With that aside, Comcast's business practices are an atrocity (but their speeds are decent).
Burn them
http://www.dslreports.com/forum/r18323368-...P2P-Connections
-edit-
Weirdness, I read that this story broke last month, but I've noticed little to no difference when I was downloading Fedora Core via Bittorrent.. I'll try it again, I think I downloaded the wrong CPU type anyways. :/
Last edited by -Hiroshi- on 18 Aug 2007 - 21:33
I don't know if this is all of comcast though. In atlanta I haven't noticed my speeds affected at all. I don't stay on their all day and mostly only download stuff one time a week.
At least with Dial-Up I would have a decent connection and could download a much as I wanted albeit slow 56k speeds.
With Satellite internet through Hughesnet is where we've officially entered into a hellish contract with absolutely ****ty service.
Hughesnet goes by the Fair Access policy which indeed is not fair at least one bit. On the home/consumer plan they can throttle your bandwidth after exceeding 200 Megabytes in 24 hours. If you exceed the 200 Meg cap be it web browsing or downloading they can lower your service speeds/bandwidth to essentially worse than Dial-Up, at about 2 KB/s making web browsing or downloading impossible for a complete 24 hours. Once your Fap'd you're in the fapper crapper for an entire 24 hours with a completely useless service.
Granted they give you a 3 hour window between 3am and 6am EST to download whatever you need without it applying to your usage threshold, it's still not worth it since most people can't stay up that late.
To make matters even worse there are now phantom downloads which no one can explain especially hughesnet's crappy tech support outsourced to india who don't understand anything that's beyond reading from a script or book. That's right, you don't even really have to use the service and sometimes it becomes barely useless in mere minutes due to un-explained phantom downloads which have mysteriously used up the entire 200 Meg threshold even when not using the service.
Torrents, forget torrents. They are nearly impossible due to the heavy IP routing hughesnet does, the fact the modem is esentially a router and that you don't get a static ip address with the home/consumer plan. It's almost impossible to connect to any seeds/peers. When I happen to connect to any seeds/peers as well as get a steady download going the speeds are drastically slow which makes torrenting essentially a PITA and not worthwhile or worth the time.

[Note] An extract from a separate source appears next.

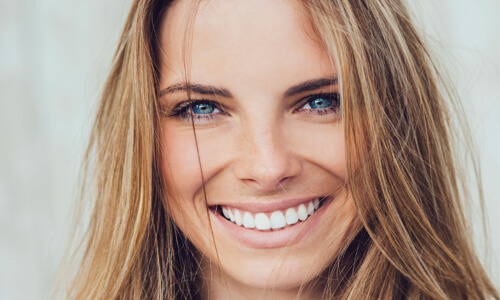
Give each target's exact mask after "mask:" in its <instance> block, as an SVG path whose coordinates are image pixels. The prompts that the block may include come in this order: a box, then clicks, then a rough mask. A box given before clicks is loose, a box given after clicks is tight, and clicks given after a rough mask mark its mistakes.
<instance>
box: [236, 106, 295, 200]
mask: <svg viewBox="0 0 500 300" xmlns="http://www.w3.org/2000/svg"><path fill="white" fill-rule="evenodd" d="M245 123H246V126H244V129H243V130H244V133H243V134H242V135H241V136H242V139H243V141H242V143H241V144H242V148H241V150H242V155H241V156H240V161H239V162H238V167H237V174H236V175H237V177H238V178H239V179H241V180H243V181H244V182H245V183H246V184H249V185H252V186H253V187H255V188H258V189H261V190H273V189H277V188H279V187H280V185H282V184H284V182H285V181H286V180H288V179H290V178H292V177H294V176H296V175H298V173H300V163H299V162H298V161H297V159H296V158H295V157H294V155H293V151H292V149H289V145H288V144H287V141H286V132H284V128H283V124H282V122H281V120H280V118H279V117H278V116H272V115H267V116H260V117H259V118H255V119H253V120H248V121H247V122H245Z"/></svg>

Also encryption or any other tricks used with other ISP's Do Not work with Hughesnet Satellite Internet.
I know this discussion is about Comcast and other ISP's throttling, but I wanted to say the situation could be much much more worse than what is is right now for you. Consider yourselves at least lucky you go a somewhat decent ISP you can rely on that works much more decently than what I've got and a somewhat usable service. For me it's either Hughes Satellite or Dial-Up which Dial-Up seems to be much more reliable, but I opted for Hughesnet since I wanted/needed to complete downloads and browse a bit faster when not in Fap mode than what Dial-Up offer. Hughes is undoubtedly the most crappy ISP or Fake broadband ISP anyone can have. It's Broadband, Bound and Gagged! Pay no attention to the lying deceiving commercials they dish out
They are a media company. A rather large one.
They are being used by Warner Brothers, another media company, to sell movies. AFAIK, Comcast isn't making a dime off of WB, yet their network has been supporting WB...until now.
Wake up, folks. They don't care about your warez, they don't care about your music or pr0n, they don't care what individuals are doing.
They are trying to stuff their competition. Close them out. Choke them.
When you own the waterway, you decide which ships get to sail thru.
Comcast has decided what you are going to watch on their pipes. And it will not be the competition.
You're not saying goodbye to BitTorrent. You are saying goodbye to choice.